OT: interesting talk by Jane Street technical guy on why they used Ocaml

Laeeth Isharc via Digitalmars-d-learn digitalmars-d-learn at puremagic.com
Fri Oct 2 18:41:54 PDT 2015


https://www.youtube.com/watch?v=hKcOkWzj0_s

a little old but still relevant.  talks about importance of 
brevity and strong types for readability (also avoiding 
boilerplate).  two of the partners there committed to read every 
line of code (originally because they were terrified).  very hard 
to code review boilerplate carefully because it is just too dull! 
  (can't pay people enough!)

correctness is v important if you are doing high volumes.  but 
being able to iterate rapidly is important in other areas too.

value of predictable performance in generated code.

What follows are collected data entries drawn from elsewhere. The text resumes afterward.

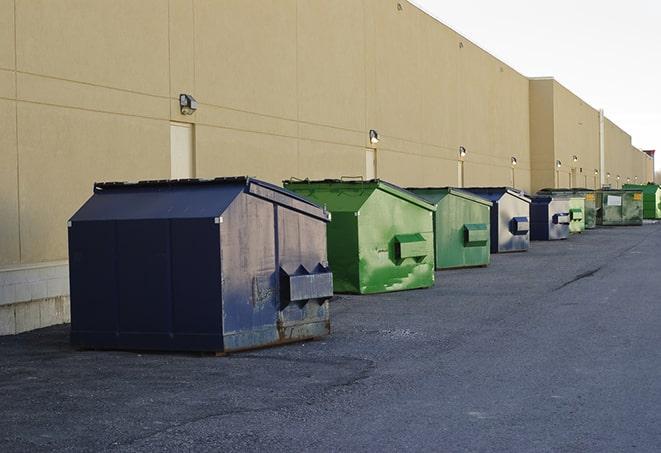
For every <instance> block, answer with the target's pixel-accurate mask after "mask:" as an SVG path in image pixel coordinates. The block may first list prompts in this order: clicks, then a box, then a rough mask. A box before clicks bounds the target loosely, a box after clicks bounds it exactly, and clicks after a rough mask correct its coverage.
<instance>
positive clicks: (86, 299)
mask: <svg viewBox="0 0 661 453" xmlns="http://www.w3.org/2000/svg"><path fill="white" fill-rule="evenodd" d="M68 234H69V283H70V284H69V286H70V297H71V342H72V344H73V345H74V346H79V347H113V346H115V344H116V343H115V338H116V333H117V329H118V327H117V325H118V314H119V311H118V308H119V305H118V304H119V298H118V295H117V267H116V263H115V258H116V250H117V242H116V232H115V224H114V222H98V221H87V222H74V223H72V224H71V226H70V227H69V231H68ZM101 238H102V240H100V239H101Z"/></svg>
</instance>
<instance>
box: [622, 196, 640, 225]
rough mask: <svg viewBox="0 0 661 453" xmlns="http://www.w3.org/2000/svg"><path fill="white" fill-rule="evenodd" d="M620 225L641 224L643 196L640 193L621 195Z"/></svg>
mask: <svg viewBox="0 0 661 453" xmlns="http://www.w3.org/2000/svg"><path fill="white" fill-rule="evenodd" d="M622 200H623V204H622V224H623V225H642V224H643V194H642V192H631V191H628V192H624V193H623V194H622Z"/></svg>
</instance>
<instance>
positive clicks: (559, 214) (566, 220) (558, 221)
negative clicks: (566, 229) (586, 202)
mask: <svg viewBox="0 0 661 453" xmlns="http://www.w3.org/2000/svg"><path fill="white" fill-rule="evenodd" d="M579 211H580V209H579ZM569 222H570V214H569V213H568V212H560V213H558V214H553V223H554V224H556V225H569Z"/></svg>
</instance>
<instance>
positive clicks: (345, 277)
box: [327, 212, 360, 293]
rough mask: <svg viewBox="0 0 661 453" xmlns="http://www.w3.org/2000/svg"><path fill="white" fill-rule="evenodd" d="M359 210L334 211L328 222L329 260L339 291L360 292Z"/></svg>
mask: <svg viewBox="0 0 661 453" xmlns="http://www.w3.org/2000/svg"><path fill="white" fill-rule="evenodd" d="M356 213H357V212H333V213H331V215H332V217H331V221H330V223H329V224H328V230H327V232H328V240H327V241H328V261H329V262H330V266H331V270H332V271H333V286H334V288H335V292H338V293H359V292H360V274H359V271H358V264H359V260H358V216H357V215H356Z"/></svg>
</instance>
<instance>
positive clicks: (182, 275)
mask: <svg viewBox="0 0 661 453" xmlns="http://www.w3.org/2000/svg"><path fill="white" fill-rule="evenodd" d="M170 234H171V249H172V264H171V266H172V304H173V306H172V317H173V319H172V329H171V330H172V334H173V342H174V343H175V347H176V348H177V349H180V348H182V349H187V350H191V351H219V350H221V349H222V345H223V337H222V318H221V315H222V303H221V296H220V292H221V289H220V257H219V250H220V234H219V225H218V224H216V223H215V222H214V219H213V218H203V219H173V220H172V221H171V224H170Z"/></svg>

much easier to hire great programmers in ocaml.
way they switched wasn't a big strategic plan.  guy just turned 
up at a windows shop (spreadsheets with VB backends etc) in a 
temp job between university courses.  ended up being permanent 
thing.  started hiring people to help him with analysis.  became 
clearer they needed a better solution - nightmare from 
copying/paste with spreadsheets.  sent email to ocaml list and 15 
responses of which 12 great and 3 he hired - great ratio.  maybe 
do an experiment.  wrote first version of system in 3 months, 
worked well and slowly expanded from there.

part of attraction of ocaml was ability to hire.  later if they 
need more people they can teach them.  they don't hire bad 
programmers, and it's easy to teach good ones.

F# does not perform well.  needs to allocate!  F# developers 
dismissive 'you must have bug in your program'.  F# has null 
problem - becomes problem when calling .net libraries.  windows 
not great for high performance (timestamps weird).